Which hosts table?  The Berkeley one or the REAL internet one?

The Berkeley one (which I think may predate the IP implementation) is the one that we know as /etc/hosts that has the address then the namees of the hosts.

The "real" one is the one the NIC put out in the pre-domain days.    It's defined in RFC 952,  looks like

HOST : : BRL.ARPA, BRL : PDP-11/70 : UNIX : TCP :

There was also a simple TCP service that would serve up the file.

I detested the Berkeley one and we always downloaded and used the NIC table on our machines.  I rewrote "rhost" and it's successors (gethostbyname, etc...) to read directly from the NIC format.

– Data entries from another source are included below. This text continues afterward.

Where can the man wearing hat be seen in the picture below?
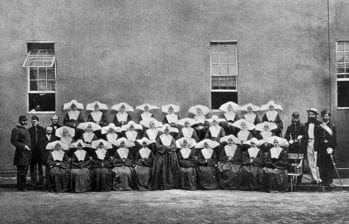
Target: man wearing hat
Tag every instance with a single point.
(310, 129)
(20, 138)
(325, 144)
(37, 136)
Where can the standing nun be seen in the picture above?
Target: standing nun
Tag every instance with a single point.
(102, 165)
(122, 115)
(123, 166)
(230, 163)
(272, 115)
(252, 173)
(57, 167)
(230, 114)
(207, 164)
(96, 113)
(276, 162)
(144, 165)
(80, 174)
(201, 125)
(187, 164)
(187, 131)
(73, 116)
(165, 169)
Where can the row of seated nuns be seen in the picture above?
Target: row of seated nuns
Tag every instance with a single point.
(188, 153)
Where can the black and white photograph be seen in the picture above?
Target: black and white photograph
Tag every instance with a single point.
(174, 111)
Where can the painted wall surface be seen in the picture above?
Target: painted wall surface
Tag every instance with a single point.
(158, 52)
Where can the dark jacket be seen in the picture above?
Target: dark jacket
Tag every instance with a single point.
(37, 137)
(20, 138)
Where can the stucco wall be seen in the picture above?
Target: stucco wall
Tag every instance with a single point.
(158, 52)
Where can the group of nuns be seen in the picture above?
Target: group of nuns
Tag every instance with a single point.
(232, 149)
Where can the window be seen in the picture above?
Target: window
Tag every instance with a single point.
(40, 63)
(342, 70)
(223, 72)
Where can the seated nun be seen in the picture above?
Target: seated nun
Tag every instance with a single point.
(146, 114)
(73, 115)
(245, 129)
(122, 115)
(80, 173)
(276, 164)
(265, 130)
(65, 134)
(57, 167)
(123, 166)
(89, 129)
(253, 176)
(272, 115)
(207, 164)
(250, 114)
(102, 165)
(187, 164)
(201, 125)
(132, 131)
(187, 131)
(96, 113)
(230, 114)
(144, 164)
(215, 132)
(110, 134)
(171, 114)
(229, 164)
(165, 168)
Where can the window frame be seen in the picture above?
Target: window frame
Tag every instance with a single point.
(345, 79)
(236, 90)
(40, 91)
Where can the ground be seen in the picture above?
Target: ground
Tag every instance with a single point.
(174, 206)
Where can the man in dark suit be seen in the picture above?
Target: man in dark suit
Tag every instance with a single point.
(55, 123)
(20, 138)
(325, 144)
(37, 135)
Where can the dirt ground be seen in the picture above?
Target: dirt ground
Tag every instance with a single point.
(174, 206)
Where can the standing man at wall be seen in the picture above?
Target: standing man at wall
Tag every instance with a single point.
(37, 135)
(325, 144)
(310, 128)
(20, 138)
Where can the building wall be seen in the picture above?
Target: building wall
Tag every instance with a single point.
(158, 52)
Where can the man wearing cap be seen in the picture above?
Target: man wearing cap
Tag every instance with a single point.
(55, 123)
(310, 128)
(37, 135)
(325, 144)
(20, 138)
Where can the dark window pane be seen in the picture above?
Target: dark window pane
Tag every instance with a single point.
(42, 73)
(42, 102)
(343, 93)
(33, 85)
(33, 73)
(219, 98)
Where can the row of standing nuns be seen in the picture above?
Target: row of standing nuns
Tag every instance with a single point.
(232, 112)
(166, 163)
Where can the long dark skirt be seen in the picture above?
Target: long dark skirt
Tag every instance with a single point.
(80, 180)
(165, 171)
(58, 179)
(207, 177)
(230, 176)
(253, 178)
(122, 180)
(276, 179)
(187, 178)
(102, 179)
(142, 177)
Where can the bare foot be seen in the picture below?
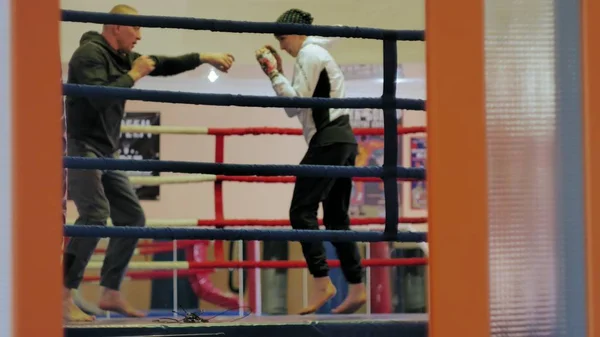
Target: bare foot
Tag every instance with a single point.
(71, 312)
(111, 300)
(323, 291)
(357, 296)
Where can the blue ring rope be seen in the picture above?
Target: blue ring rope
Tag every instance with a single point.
(240, 26)
(388, 102)
(179, 97)
(240, 169)
(175, 233)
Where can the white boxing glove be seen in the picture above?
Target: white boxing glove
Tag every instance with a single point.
(268, 62)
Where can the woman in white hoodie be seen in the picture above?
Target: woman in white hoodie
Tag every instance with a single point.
(330, 142)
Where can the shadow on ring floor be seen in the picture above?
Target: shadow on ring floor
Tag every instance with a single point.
(376, 325)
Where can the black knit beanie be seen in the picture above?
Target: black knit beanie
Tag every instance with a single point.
(295, 16)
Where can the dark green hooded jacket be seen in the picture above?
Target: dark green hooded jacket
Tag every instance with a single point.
(96, 122)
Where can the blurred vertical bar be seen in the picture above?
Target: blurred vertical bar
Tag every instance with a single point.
(569, 161)
(457, 169)
(390, 138)
(36, 168)
(590, 26)
(533, 111)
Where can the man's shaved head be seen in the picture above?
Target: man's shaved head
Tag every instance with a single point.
(122, 38)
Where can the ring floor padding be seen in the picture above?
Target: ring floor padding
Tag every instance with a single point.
(405, 325)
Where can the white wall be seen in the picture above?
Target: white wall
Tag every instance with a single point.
(397, 14)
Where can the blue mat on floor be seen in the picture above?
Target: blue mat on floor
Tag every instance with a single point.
(405, 325)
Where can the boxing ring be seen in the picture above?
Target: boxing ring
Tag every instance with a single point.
(194, 232)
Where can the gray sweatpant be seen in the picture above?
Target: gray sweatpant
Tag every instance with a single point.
(99, 195)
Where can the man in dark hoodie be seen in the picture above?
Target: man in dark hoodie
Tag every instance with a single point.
(93, 130)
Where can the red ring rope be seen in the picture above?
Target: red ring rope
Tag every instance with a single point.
(196, 249)
(278, 223)
(291, 132)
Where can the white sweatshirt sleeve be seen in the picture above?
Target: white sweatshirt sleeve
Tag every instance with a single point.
(309, 64)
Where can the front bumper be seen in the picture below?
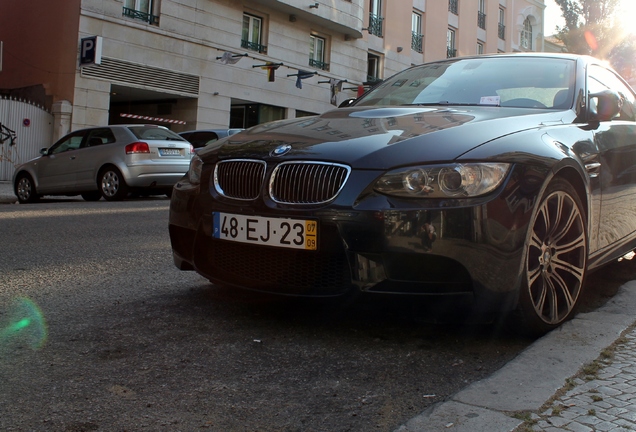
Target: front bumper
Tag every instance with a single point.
(374, 245)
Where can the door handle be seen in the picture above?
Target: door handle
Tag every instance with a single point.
(592, 169)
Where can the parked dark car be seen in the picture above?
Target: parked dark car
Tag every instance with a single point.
(107, 161)
(504, 178)
(203, 137)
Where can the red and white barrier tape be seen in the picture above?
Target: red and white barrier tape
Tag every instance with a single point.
(158, 119)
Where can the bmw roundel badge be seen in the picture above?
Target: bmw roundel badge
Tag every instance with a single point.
(281, 150)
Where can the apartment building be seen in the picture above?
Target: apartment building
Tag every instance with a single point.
(191, 64)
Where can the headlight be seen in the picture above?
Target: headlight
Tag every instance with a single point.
(443, 181)
(194, 172)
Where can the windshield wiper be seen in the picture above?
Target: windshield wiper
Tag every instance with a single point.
(447, 103)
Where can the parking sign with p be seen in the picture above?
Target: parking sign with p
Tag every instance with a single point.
(91, 50)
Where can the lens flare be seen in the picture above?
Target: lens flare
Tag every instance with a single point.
(24, 325)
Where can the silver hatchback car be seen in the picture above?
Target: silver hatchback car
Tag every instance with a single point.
(108, 161)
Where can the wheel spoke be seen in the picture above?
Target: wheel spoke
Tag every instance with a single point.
(561, 287)
(578, 242)
(551, 297)
(570, 268)
(534, 275)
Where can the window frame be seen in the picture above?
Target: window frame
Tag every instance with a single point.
(318, 60)
(501, 25)
(134, 9)
(451, 39)
(416, 32)
(374, 67)
(525, 38)
(481, 15)
(249, 42)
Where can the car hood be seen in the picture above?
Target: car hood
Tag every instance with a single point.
(381, 138)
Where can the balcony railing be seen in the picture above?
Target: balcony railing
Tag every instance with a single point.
(502, 32)
(143, 16)
(481, 20)
(318, 64)
(375, 25)
(416, 41)
(453, 6)
(253, 46)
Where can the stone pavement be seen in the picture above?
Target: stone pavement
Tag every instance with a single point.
(568, 380)
(602, 398)
(580, 377)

Amusingly one day we got an Imagen ethernet-connected laser printer.    Mike Muuss decided the thing should be named BRL-ZAP and since I didn't know what to put down as the machine type, and it did have a 68000 in it, I had Jake put 68000 in the entry in the host table.

The next day I got all kinds of hate mail from other BSD sites who assumed I had intentionally sabotaged the host table.   Apparently, the BSD systems used a YACC grammar to parse the NIC table into the Berkeley one.   The only problem is they got the grammar wrong and assumed the CPU type always began with a letter.    There parse blew up on my "ZAP" host and they assumed that was the desired effect.

I countered back that using a YACC grammar for this was rediculous.   There was already a real popular file on UNIX that had a bunch of fields separated by colons and commas (/etc/passwd anybody) that it was never necessary to use YACC to parse.